Avec des compétences partagées entre l’Union européenne (compétence de principe) et les États membres (compétences résiduelles ou de subsidiarité), la PCP et sa déclinaison à l’échelle française reposent sur quatre grands piliers : la politique de gestion des ressources halieutiques, la politique structurelle, l’organisation commune des marchés et les accords internationaux. Certains concours publics au secteur halieutique n’entrent donc pas directement dans le champ de l’analyse même si la question de leur impact sur la situation économique du secteur, l’évolution des capacités de pêche et la pression sur les ressources est posée depuis longtemps à l’échelle nationale comme internationale. Il s’agit en particulier des aides structurelles ou conjoncturelles ; de modernisation des navires de pêche (38,4 millions d’euros), de compensation de handicaps économiques liés à l’augmentation du prix du carburant (74 millions d’euros), de soutien aux équipements des infrastructures portuaires (14,6 millions d’euros) ou encore d’organisation et de régulation des marchés (13,6 millions d’euros) (budgets totaux : national et communautaire, MAP, 2008). Les concours publics à la protection sociale des marins-pêcheurs et des aquaculteurs financés sur le budget national s’élèvent à 665,4 millions d’euros en 2008. Les subventions à la construction des navires de pêche ont été interdites à l’échelle communautaire à partir de 2004.

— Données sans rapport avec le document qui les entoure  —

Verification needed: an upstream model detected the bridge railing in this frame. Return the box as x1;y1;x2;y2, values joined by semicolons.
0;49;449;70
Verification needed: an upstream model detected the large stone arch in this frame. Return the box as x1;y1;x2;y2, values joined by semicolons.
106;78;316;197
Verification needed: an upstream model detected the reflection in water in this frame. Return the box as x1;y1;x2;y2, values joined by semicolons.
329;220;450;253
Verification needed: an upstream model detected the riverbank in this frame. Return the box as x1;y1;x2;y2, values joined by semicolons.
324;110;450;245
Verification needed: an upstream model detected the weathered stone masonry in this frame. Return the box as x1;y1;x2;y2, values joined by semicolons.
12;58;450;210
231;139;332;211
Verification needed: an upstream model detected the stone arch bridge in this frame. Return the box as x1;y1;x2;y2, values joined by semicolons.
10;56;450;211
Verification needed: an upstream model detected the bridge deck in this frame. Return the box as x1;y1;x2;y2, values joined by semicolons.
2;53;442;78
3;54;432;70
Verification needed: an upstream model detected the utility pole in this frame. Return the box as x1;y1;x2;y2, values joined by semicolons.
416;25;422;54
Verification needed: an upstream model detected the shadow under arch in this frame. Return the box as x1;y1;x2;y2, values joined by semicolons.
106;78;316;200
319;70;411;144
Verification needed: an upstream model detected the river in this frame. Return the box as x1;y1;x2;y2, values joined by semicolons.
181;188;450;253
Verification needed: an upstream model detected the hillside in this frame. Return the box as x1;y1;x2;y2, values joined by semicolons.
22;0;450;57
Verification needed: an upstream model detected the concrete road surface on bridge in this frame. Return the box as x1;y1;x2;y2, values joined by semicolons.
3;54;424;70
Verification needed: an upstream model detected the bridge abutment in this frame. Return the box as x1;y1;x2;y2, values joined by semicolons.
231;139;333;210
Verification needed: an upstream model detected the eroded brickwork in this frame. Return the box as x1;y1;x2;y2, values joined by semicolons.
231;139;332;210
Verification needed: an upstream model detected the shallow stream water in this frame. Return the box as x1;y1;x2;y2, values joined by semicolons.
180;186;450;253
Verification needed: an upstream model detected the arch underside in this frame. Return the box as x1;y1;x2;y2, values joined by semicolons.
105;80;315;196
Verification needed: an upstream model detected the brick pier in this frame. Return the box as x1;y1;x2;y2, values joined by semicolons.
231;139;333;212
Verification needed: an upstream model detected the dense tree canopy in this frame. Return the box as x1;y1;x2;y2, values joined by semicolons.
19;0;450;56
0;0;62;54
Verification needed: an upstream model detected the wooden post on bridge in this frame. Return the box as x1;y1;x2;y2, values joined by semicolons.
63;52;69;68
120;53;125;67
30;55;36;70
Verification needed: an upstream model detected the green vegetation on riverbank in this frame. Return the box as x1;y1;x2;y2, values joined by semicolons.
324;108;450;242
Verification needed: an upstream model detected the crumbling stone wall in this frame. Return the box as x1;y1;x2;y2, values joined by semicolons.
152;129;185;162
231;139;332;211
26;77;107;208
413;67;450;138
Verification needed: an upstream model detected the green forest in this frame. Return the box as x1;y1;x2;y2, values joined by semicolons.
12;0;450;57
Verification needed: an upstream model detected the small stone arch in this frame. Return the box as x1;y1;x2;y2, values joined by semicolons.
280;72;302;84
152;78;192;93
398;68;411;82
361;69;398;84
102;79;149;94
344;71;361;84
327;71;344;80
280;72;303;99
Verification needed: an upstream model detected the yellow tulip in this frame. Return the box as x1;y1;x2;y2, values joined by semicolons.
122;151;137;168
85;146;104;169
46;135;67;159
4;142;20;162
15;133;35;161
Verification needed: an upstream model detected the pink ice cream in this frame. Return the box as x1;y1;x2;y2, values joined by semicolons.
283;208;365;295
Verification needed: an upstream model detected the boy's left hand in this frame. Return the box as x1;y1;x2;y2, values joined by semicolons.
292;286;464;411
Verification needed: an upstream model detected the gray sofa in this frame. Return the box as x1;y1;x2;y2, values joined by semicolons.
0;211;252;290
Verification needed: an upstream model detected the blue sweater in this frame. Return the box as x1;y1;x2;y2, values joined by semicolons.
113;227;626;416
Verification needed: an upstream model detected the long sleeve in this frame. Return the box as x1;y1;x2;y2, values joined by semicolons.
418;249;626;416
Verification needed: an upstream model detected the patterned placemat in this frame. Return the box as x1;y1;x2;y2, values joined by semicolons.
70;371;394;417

L’année 2008 a été choisie comme référence dans cette analyse puisque les budgets de cette année représentent les derniers chiffres disponibles. Cette année semble représentative – il y a peu de variations inter-annuelles –, seules les dépenses liées aux sorties de flotte présentent des variabilités significatives, ainsi l’évolution des budgets des sorties de flottes entre 1991 et 2008 a été précisée.